• Anne APPLEBAUM - GOULAG, une histoire

     

    Prix Pulitzer de l'essai, 2004

    Le goulag? Nous avons du mal à l'envisager. Nous savons que des millions de personnes y ont été incarcérés dans cet "exil intérieur", nous savons les troïkas iniques qui ont envoyé femmes, enfants dans le froid et à une mort probable lorsque les températures sont inférieures à -30°, ou lorsque sont enfermés, sur les mêmes lieux, les "politiques" et les "droits communs"; Mais qui nous raconte l'histoire? Qui nous en a fait un récit permettant d'appréhender les millions de morts, les déportations, les exécutions sommaires, choses qui évoquent la Shoah pou laquelle, nous avons su faire une narration (de moins en moins, certes mais) toujours prégnante dans nos imaginaires et sur la manière de comprendre les totalitarismes?

    Il ne s'agit pas de comparer les deux. Peut-on comparer les modalités de deux crimes? Peut-on tenter de hiérarchiser un génocide et un "génocide de classe" (comme le dit Stéphane Courtois)? Doit-on comparer le nombre de morts pour déterminer quel système a été le plus monstrueux?

    En tout cas, Anne Applebaum, essaie de remettre les choses dans l'ordre. Elle est apparemment la première à réaliser un travail de condensation d'éélments épars pour proposer un regard enfin complet sur le goulag.

    L'auteur évoque la genèse du goulag par Lénine et Trotski. Ne venez surtout pas comparer le système carcéral tsariste qui enfermait certes certains politiques (Lénine et Trotski pour les plus célèbres) mais qui leur permettait d'avoir accès à des livres (politiques), leur versait une pension, leur permettait d'avoir leur famille avec eux et leur laissait le loisir de s'échapper). Dans cette genèse elle évoque bien sûr que dès 1928, les opposants y étaient enfermés (île de Solovetski)

    Puis, c'est le tournant de 1924, avec la mort de Lénine et la tentation stalinienne de faire des zeks (prisonniers) l'outil du développement industriel en en faisant des esclaves, des ressources négligeables qui mourraient de fatigue, de sous nutrition mais qui étaient immédiatement  remplacés par d'autres. C'est ensuite les répressions contre certains peuples, les grandes purges (1937-1938), les marches forcées lors de la retraite face aux troupes hitlériennes, les morts allemands après 1945 puis les politiques après 1953 malgré la tentative d'apaisement par Béria ou Kroutchev (après le discours de 1956), jusqu'à la disparition d'un système devenu obsolète.
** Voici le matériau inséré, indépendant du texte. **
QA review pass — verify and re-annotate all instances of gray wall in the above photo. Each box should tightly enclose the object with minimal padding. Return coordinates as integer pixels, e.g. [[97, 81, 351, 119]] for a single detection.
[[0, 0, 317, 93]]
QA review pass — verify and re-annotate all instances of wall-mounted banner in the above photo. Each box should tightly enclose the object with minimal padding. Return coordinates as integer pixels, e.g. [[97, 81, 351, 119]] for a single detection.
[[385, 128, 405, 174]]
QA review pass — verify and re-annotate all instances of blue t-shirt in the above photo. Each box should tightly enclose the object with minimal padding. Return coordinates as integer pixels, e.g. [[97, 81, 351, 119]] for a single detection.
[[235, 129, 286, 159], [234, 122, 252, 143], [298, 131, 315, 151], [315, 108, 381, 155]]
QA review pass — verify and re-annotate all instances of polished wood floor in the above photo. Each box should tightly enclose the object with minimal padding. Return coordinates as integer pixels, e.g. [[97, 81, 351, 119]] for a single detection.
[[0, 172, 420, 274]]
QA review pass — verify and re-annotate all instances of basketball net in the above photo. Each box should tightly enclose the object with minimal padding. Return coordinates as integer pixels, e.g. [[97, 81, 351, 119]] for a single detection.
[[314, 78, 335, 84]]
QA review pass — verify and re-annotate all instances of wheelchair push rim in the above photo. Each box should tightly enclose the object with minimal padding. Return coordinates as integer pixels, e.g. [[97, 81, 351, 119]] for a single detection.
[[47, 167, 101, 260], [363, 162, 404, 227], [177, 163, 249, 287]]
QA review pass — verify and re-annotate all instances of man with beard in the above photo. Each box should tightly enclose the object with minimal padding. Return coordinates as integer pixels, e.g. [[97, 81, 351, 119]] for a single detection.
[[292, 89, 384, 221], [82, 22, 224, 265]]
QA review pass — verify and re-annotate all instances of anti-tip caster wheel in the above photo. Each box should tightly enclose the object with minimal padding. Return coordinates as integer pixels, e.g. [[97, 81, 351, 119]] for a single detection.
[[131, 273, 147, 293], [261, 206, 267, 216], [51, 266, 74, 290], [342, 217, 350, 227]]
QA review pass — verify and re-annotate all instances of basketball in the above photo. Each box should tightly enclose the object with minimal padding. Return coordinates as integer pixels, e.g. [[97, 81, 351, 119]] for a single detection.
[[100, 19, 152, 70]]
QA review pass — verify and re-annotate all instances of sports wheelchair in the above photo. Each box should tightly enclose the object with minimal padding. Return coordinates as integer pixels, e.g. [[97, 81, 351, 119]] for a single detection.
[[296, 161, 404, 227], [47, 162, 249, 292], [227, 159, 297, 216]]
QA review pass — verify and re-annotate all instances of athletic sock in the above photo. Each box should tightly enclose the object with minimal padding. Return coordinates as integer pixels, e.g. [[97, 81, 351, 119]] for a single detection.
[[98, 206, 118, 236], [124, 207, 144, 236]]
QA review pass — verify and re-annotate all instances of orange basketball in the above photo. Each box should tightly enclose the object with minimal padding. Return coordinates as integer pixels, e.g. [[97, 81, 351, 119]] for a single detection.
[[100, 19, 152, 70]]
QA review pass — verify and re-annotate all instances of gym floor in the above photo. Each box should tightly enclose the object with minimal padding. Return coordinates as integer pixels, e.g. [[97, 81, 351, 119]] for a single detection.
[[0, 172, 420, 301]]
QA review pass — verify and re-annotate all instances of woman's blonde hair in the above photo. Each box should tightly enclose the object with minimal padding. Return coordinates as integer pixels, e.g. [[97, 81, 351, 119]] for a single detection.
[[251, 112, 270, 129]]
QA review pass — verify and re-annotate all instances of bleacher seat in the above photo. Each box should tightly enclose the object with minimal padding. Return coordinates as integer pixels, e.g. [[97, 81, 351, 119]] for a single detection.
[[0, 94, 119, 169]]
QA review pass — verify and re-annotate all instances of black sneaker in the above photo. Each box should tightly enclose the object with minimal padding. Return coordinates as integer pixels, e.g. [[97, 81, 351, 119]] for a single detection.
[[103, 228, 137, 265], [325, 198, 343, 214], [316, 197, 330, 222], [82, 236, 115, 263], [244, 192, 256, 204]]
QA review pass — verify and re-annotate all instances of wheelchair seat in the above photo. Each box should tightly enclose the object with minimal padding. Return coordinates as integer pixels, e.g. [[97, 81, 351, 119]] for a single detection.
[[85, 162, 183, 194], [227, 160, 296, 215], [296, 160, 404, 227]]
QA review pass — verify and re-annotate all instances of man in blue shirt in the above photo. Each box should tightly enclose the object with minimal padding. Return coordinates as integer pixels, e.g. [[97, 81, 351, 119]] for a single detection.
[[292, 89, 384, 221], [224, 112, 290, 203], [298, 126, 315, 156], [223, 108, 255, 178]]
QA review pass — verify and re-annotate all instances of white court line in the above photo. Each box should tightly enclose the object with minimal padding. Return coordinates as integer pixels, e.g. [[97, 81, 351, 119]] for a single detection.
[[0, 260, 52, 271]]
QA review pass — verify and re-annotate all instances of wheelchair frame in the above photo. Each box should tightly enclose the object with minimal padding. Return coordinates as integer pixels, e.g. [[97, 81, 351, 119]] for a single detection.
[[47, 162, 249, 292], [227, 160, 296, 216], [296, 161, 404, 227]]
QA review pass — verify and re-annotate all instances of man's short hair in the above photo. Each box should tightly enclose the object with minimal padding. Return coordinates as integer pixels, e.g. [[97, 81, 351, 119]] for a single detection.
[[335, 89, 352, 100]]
    Anna Applebaum en fait la chronologie, une étude des moeurs, des rapports de force dans les camps, des rôles de certains, parfois zeks, parfois gardiens, de la souffrance, des séparations, des conséquences individuelles, familiales, jusqu'à un présent qui n'arrive pas encore à regarder son passé tant la Russie actuelle s'est bâtie sur les anciennes structures.

    Elle cite souvent Soljenitsyne, Chalamov (qu'il faudra relire). Elle évoque même rapidement Rawicz dans le chapitre sur les évasions...

    Il s'agit d'un ouvrage essentiel pour comprendre le système oppressif soviétique qui dès ses premiers instants a cherché à garder une pureté idéologique. La suite n'en a été qu'une conséquence.

    A compléter avec le reportage en partie signé par Nicolas Werth et disponible sur Arte mais qui s'arrête en 1956.